Don’t get me wrong: I’m not opposed to producing money or revenue. However, you must first get clients. Your first consumers will serve as a learning experience. They allow you to practice and test out your service, product, or concept on them.
Most essential, (hopefully) your first customers will provide testimonials. At Brand Builders Group, my wife, AJ, recently performed a study that looked at current trends in personal branding.
The number one most significant aspect in their decision to pay for a product or service, according to 62 percent of Americans, is whether the brand or company has testimonials regarding their work.
Even if you have to provide free services to your initial customers, it will be worthwhile if they are willing and able to speak to the quality of your job.
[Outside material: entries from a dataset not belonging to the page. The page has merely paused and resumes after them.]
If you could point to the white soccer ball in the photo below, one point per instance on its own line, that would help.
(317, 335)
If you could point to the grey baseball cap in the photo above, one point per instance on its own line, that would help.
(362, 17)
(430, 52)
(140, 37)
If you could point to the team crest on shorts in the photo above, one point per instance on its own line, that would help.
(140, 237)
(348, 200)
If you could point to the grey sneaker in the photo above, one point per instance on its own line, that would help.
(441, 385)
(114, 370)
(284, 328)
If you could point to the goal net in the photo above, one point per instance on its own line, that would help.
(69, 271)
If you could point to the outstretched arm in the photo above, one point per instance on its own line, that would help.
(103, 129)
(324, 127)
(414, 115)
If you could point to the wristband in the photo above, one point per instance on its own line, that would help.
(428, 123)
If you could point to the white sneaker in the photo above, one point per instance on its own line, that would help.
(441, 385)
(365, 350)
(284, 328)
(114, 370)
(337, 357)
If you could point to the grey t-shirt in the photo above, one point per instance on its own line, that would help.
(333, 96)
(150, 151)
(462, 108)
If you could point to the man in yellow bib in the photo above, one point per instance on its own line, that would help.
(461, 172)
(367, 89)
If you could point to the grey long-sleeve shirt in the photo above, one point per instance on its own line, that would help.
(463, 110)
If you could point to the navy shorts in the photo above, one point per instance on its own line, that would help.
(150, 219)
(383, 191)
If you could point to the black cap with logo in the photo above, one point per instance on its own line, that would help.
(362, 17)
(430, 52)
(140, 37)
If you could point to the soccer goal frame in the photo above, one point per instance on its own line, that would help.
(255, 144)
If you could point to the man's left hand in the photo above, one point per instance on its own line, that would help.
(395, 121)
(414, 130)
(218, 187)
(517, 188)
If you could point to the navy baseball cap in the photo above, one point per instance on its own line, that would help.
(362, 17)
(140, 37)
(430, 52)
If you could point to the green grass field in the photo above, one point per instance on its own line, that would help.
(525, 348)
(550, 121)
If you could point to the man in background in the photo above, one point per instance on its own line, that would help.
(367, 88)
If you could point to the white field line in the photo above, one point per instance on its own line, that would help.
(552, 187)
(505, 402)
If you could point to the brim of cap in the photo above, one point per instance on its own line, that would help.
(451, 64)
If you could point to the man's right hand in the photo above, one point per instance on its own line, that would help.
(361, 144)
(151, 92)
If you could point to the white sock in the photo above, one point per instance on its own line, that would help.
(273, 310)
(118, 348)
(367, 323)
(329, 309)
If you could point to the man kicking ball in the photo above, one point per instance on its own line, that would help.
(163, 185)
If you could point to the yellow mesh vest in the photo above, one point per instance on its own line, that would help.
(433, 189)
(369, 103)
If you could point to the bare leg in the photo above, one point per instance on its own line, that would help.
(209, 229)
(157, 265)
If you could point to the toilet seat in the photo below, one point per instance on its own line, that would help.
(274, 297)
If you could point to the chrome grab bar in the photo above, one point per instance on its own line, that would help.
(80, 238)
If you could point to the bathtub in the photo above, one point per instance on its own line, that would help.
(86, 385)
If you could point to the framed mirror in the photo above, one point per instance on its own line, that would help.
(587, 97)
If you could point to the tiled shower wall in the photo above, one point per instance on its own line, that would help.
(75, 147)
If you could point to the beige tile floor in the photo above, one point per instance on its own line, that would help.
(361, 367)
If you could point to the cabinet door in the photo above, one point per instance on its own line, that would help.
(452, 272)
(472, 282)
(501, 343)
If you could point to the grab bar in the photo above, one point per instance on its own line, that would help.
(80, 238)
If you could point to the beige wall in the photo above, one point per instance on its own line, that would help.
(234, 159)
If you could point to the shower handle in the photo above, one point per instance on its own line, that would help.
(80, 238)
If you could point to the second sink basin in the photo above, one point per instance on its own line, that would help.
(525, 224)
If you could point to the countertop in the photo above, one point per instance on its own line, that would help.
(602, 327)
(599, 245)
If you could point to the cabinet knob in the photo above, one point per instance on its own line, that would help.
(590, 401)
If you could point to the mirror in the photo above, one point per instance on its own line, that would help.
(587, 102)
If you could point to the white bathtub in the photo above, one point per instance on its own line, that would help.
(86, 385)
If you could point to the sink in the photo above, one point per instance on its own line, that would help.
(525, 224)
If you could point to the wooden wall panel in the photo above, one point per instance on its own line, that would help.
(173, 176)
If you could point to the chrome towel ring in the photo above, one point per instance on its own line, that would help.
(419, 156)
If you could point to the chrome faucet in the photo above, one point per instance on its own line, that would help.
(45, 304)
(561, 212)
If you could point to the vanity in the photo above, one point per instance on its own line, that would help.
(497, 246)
Any business’s early days merely practice; you must establish systems, processes, content, and confidence over time. Concentrate first on attracting clients and offering a fantastic experience; revenue will follow.
2) Never Ask Yourself, “What i’ll Be Doing?” “Whom Should I Be Serving?” You Might Wonder.
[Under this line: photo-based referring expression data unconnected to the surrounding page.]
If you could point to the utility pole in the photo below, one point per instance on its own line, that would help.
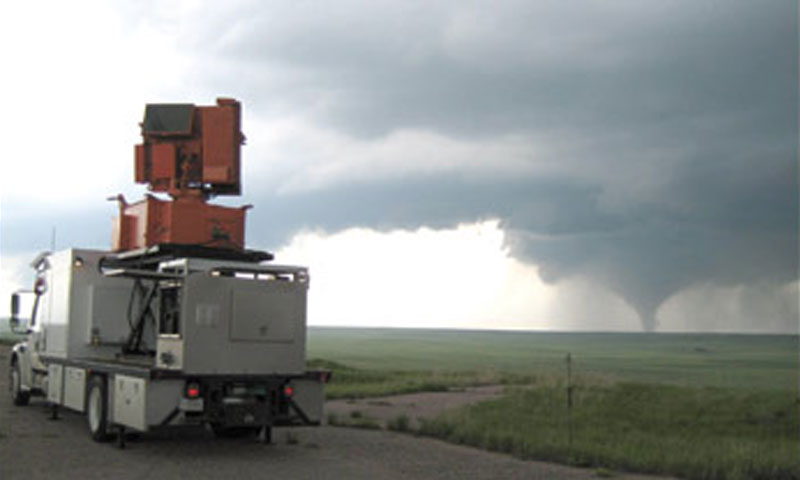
(569, 398)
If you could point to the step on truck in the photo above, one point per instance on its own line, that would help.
(177, 324)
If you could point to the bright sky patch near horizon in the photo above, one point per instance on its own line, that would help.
(578, 166)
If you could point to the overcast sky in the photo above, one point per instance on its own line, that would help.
(590, 165)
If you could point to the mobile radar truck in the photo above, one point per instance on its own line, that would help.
(178, 323)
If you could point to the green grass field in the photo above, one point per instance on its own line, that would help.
(740, 361)
(689, 405)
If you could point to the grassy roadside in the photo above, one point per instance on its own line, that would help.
(696, 433)
(688, 431)
(349, 382)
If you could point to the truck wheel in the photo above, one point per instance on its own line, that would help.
(97, 409)
(18, 397)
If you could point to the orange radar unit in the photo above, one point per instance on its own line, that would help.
(191, 153)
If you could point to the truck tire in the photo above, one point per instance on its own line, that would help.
(97, 409)
(18, 397)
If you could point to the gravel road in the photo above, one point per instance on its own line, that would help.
(32, 447)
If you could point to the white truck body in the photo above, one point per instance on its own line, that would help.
(179, 341)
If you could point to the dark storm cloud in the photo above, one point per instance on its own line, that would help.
(675, 125)
(668, 129)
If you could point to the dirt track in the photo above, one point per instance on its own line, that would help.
(34, 447)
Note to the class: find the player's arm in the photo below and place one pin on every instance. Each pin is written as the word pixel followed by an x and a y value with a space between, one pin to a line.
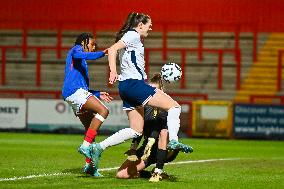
pixel 102 95
pixel 112 53
pixel 88 55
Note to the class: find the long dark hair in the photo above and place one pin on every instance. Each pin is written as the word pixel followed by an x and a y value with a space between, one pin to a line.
pixel 83 37
pixel 132 21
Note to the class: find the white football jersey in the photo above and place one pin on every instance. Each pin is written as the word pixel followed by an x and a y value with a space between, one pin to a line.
pixel 132 63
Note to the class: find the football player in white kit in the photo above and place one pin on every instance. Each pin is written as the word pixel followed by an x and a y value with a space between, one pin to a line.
pixel 133 89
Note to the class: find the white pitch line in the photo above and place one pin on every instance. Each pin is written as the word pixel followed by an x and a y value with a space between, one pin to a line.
pixel 112 168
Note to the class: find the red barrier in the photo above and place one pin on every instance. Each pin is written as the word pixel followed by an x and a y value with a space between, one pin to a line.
pixel 279 70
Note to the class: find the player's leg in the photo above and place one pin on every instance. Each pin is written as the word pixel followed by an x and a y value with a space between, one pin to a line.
pixel 86 119
pixel 130 169
pixel 95 106
pixel 161 156
pixel 91 121
pixel 164 101
pixel 136 121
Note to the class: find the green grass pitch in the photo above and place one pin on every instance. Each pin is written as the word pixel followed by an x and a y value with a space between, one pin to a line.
pixel 52 161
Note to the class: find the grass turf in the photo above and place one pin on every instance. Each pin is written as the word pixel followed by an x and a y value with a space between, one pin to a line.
pixel 258 164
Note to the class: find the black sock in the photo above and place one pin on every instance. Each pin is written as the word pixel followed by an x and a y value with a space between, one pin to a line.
pixel 161 158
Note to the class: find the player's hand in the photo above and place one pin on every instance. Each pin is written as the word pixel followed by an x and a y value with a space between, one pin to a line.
pixel 105 97
pixel 106 52
pixel 113 76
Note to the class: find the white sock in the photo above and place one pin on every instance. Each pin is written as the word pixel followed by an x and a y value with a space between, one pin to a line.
pixel 173 122
pixel 159 171
pixel 119 137
pixel 86 144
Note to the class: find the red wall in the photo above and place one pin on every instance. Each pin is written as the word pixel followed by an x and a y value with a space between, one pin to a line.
pixel 265 15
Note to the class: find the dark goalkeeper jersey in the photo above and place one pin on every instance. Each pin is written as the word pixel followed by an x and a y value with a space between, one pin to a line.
pixel 76 70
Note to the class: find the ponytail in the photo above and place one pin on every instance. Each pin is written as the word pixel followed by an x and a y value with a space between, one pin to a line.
pixel 132 21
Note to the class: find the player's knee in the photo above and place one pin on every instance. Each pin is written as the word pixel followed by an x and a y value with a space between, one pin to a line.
pixel 174 111
pixel 102 114
pixel 164 133
pixel 135 133
pixel 122 175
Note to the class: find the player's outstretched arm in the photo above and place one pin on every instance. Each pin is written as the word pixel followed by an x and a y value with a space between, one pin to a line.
pixel 88 55
pixel 112 53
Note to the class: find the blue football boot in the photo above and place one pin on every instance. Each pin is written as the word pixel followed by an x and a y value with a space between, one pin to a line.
pixel 96 152
pixel 86 151
pixel 176 145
This is the most common blunder made by new business owners. They are preoccupied with themselves, wondering, “What should I do?” “Whom should I be serving?” we tell our clients at Brand Builders Group. If you can first figure out who you’re talking to, you’ll have both purpose and clarity.
The “who” is in charge of informing, instructing, and designing your complete business model.
After you’ve answered who you serve, the following questions (and their responses) will appear:
I’m not sure who I’m supposed to be serving.
What exactly do they require?
I’m not sure what I can provide them.
What would it cost in terms of time and money to provide them with that item?
All of this stems from a single question: to whom should I be serving?
3) References Are Even More Important Than Consumers.
It’s critical to discover customers, but it’s even more critical to find referrals. These referrals will most likely come from your friends and family if you don’t have any investors or millions of dollars.
However, it is critical that you do not bombard your friends and family with constant sales pitches in order to obtain these referrals.
When you sell to your friends and family, you’re more likely to burn up tolerance in such relationships. “Here they come again, offering us their product,” you think to yourself as you approach them.
“Asking your friends and family for referrals first will be far more effective (and less detrimental to your connection).
Make a list of everyone who has faith in you. Then phone those individuals and explain your situation.
“Hey, do you mind if I take a minute to give you an update on this new business I’ve started?” said. If they say yes, explain what you’re up to and ask if they’d be willing to introduce you to others. Referrals are far more beneficial to you as a bootstrapped business than a single sale from a friend or family member.